La esencia del estilo rústico es la sencillez, la naturalidad y la rudeza. Además, la sensación de creación artesanal tiene que estar presente en cada una de las estancias que se diseñan teniendo en cuenta este estilo. La sensación de armonía y confort, la calidez de los materiales naturales y la belleza natural aportarán paz y tranquilidad a tu hogar.

Materiales

El estilo rústico se caracteriza por el uso de materiales naturales, como la madera, la piedra, el barro y las fibras naturales, y la falta de materiales modernos, como el plástico o el metal. Y es que los materiales usados en este estilo son los que se encuentran en los ambientes naturales y se muestran tal cual en el espacio. Paredes de piedra natural, techos abovedados y madera veteada son algunos elementos que lo definen.

 

Los tejidos a los que más se recurren en este estilo son el lino, algodón o la lana, se utilizan en alfombras y cortinas de estampado liso.

 

El barro y la piedra también son elementos típicos de este estilo, al igual que el bambú, el mimbre y el alambre. Estos materiales se utilizan en los elementos decorativos con el objetivo de conseguir ese efecto rural que se busca en el estilo rústico.

Mobiliario

El mobiliario propio del estilo rústico tiende a ser pesado, grande y sin demasiada ornamentación. Por lo general, suelen ser de madera y con un estilo artesanal. El pino, sobre todo, es la madera más utilizada, ya que proporciona solidez y fuerza.

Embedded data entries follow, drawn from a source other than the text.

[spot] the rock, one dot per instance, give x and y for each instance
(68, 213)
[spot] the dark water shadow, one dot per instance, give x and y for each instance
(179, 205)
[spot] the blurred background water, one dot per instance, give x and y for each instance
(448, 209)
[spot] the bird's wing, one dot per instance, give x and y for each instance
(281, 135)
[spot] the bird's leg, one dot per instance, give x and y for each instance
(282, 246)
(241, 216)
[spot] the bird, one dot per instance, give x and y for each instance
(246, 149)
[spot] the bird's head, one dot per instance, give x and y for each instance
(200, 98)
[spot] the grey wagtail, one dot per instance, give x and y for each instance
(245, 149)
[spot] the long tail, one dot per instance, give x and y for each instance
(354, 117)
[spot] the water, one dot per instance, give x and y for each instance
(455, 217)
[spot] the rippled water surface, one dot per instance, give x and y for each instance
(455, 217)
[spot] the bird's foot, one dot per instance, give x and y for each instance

Además de la madera, el mimbre es también un material que se utiliza para el mobiliario, especialmente para espacios exteriores.

 

Para darle una sensación más natural al espacio, se recurre a grandes plantas, centros de mesa con fruta, jarrones con flores secas, etc.

Colores

Los colores más habituales en el estilo rústico son los tonos cálidos y neutros. Colores como los tonos tierra, arena y piedra serían ejemplo de ello. Sobre ellos, destaca el color blanco.

 

Se pueden crear contrastes combinando los tonos neutros con colores verde o rojos con el fin de darle más vida al espacio. Se utilizan estos colores para la decoración del espacio.

Iluminación

La iluminación a la que se suele recurrir en el estilo rústico es a la cálida. Esta luz combina a la perfección con los colores y materiales propios de este estilo y ayudará a crear una atmósfera tranquila y cómoda.

 

Lámparas de forja o madera con aspecto envejecido; faroles con símil de velas; lámparas de pie de ratán, etc. Otra opción es elegir lámparas vintage que combinan el diseño clásico con la ligereza y durabilidad del aluminio.